Applicants can register their expression of interest online: www.tessajowellbraincancermission.org/ strategic-programmes/btr-nta

In partnership with our Member Charity brainstrust, Brain Tumour Research also funds the Patient Research Involvement Movement (PRIME), which was set up to bring people with direct experience of living with a brain tumour into contact with the clinical research community where they can help shape studies and secure funding for research and clinical trials.

The programme continues to work towards a new gold standard for patient and public involvement (PPIE) in the clinical brain tumour research landscape. PPIE is essential if clinical trials are to be funded; it offers insight into how best to design a study and improve the quality of the study overall, so that it is meaningful, relevant and more likely to recruit.
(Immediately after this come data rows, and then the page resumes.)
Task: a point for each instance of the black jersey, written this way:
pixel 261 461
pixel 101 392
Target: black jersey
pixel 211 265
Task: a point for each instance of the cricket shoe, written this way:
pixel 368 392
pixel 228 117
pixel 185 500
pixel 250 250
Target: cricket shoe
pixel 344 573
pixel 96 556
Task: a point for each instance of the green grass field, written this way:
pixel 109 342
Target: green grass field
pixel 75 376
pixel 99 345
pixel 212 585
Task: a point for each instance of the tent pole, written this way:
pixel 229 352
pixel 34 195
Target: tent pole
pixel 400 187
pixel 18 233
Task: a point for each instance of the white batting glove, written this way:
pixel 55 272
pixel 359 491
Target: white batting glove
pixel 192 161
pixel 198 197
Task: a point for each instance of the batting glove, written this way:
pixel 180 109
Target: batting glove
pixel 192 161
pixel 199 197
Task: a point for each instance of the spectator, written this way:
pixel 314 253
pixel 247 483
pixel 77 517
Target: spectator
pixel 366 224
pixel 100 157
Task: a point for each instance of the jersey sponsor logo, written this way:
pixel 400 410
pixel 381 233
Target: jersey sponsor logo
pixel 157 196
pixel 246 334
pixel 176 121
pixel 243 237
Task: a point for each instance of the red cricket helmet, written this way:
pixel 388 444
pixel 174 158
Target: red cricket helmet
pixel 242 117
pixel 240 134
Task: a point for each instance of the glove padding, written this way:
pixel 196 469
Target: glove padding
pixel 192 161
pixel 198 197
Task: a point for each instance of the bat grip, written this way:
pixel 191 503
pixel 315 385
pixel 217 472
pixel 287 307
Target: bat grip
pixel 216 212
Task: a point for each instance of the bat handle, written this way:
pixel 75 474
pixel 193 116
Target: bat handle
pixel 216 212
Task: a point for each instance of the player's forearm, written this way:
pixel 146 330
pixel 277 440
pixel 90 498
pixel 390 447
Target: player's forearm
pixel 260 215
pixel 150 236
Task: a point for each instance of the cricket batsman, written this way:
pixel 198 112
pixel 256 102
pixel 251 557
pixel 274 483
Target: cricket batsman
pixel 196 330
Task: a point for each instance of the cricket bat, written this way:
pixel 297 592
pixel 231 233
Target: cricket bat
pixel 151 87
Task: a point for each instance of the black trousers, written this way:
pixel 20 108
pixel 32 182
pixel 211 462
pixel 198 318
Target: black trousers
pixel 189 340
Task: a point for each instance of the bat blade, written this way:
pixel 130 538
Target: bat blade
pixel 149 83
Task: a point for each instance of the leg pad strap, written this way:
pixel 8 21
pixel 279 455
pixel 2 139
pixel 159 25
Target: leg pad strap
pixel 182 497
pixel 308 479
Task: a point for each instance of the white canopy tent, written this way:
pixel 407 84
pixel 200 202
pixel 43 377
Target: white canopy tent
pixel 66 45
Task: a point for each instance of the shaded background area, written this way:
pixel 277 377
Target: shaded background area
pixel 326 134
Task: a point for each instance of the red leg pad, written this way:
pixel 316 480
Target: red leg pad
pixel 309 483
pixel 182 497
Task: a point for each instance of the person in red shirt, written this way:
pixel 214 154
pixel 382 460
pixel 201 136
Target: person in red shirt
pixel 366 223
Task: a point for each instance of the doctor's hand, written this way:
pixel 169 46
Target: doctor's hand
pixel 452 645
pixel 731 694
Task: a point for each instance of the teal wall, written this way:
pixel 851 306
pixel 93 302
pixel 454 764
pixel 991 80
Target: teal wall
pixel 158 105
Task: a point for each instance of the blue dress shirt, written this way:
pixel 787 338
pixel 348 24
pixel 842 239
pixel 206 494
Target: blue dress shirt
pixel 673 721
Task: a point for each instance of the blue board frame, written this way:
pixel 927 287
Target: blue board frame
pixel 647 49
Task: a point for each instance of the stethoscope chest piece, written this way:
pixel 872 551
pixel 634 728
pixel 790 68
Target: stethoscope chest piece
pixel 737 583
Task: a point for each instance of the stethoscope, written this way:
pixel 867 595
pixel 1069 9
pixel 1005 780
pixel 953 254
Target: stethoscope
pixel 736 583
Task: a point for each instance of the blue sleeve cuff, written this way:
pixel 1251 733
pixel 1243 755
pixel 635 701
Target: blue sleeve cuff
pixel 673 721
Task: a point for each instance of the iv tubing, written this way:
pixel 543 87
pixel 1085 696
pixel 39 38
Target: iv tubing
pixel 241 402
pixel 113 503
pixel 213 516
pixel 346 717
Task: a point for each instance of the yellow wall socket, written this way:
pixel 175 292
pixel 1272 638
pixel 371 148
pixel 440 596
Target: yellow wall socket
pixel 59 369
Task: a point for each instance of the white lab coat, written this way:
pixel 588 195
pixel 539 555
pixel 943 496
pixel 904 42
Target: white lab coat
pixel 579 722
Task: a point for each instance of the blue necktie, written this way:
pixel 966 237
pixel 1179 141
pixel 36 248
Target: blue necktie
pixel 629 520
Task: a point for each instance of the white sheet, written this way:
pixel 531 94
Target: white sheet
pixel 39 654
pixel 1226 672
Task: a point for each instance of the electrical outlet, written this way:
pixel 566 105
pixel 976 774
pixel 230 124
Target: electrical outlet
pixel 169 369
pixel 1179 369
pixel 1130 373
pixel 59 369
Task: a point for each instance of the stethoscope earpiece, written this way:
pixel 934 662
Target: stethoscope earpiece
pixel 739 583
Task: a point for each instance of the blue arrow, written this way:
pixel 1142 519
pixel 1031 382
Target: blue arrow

Patient advocates have been involved in early-phase clinical trials including one to determine a model for brain tumour patients’ disease; studies on social cognition assessments for brain tumour patients and establishing core outcome sets for brain cancer trials; and a surgery trial for people with brain tumour related epilepsy.

To find out more about PRIME, email adam@braintrust.org.uk

Read more about BTR-NTA and PRIME on our website: www.braintumourresearch.org/ research/enabling-research

Work is underway to take forward exciting findings which could improve outcomes for patients diagnosed with glioblastoma (GBM).

The team at the Brain Tumour Research Centre of Excellence at Imperial College, London, is developing a robust protocol for a ‘windowofopportunity’ clinical trial. This type of trial allows a drug of interest to be given to a patient over a short period of time prior to the instigation of standard of care treatment.

The study would see patients treated with a drug called ADI-PEG20 in combination with radiotherapy prior to surgery, before continuing down the route of standard care.

It aims to build on exciting findings from our Imperial Research Centre where ADI-PEG20 was shown to improve the efficacy of radiotherapy. The drug depletes arginine –an amino acid which is critical for the growth and survival of human cancers. Results from preclinical models suggest that by reducing the supply of arginine, GBM tumours are much more susceptible to radiotherapy.

In the project named WISTERIAN, funded by Brain Tumour Research, Dr Matt Williams and the team are writing the trial protocol and gathering the additional data required to secure external funding for the clinical trial.